Images that distort AI’s vision affect humans too

A recent study by Google reveals that slight alterations made to digital images – which are aimed at misleading computer vision systems – can also impact the way humans perceive them.

A group of researchers have concluded a series of experiments on the effects of adversarial images on human perception.

What’s an adversarial image? Well, they’re images with subtly altered individual pixels, causing an AI model to misclassify the image contents completely. For example, an image of a vase could be slightly tinkered with – in a way that’s not visible to the human eye – to make the AI categorize it as a cat.

In a digital image, each individual pixel in an RGB image is on a 0-255 scale, representing the intensity of individual pixels. An adversarial attack – an intentional deception – can be effective even if no pixel is modulated by more than 2 levels on that scale.

While human perception of the adversarial image will not be affected by such irrelevant noise, artificial neural networks (ANN) could be easily misled.
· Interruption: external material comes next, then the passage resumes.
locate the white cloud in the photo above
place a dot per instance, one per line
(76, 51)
One possible explanation is that machine perception is heavily influenced by texture, whereas human perception is guided by shape.

Although there are assumptions that humans are impervious to adversarial perturbations that fool ANNs, research published in Nature Communications presents evidence that human judgments can be systematically influenced by them.

Researchers performed controlled behavioral experiments with ANN and humans. To start with, they took a series of original images and carried out two adversarial attacks on each to produce many pairs of perturbed images. The model misclassified the perturbed image with high confidence.

ANN experiment
Left: ANN correctly classifies the image as a vase, but when perturbed by a seemingly random pattern across the entire picture (middle), with the intensity magnified for illustrative purposes – the resulting image (right) is incorrectly, and confidently misclassified as a cat. | Source: Google

Following this, the researchers presented pairs of pictures to human participants and posed a specific question: "Which image appears more cat-like?" Even though neither image resembled a cat, participants were required to make a choice, often expressing a sense of arbitrariness in distinguishing between nearly identical images.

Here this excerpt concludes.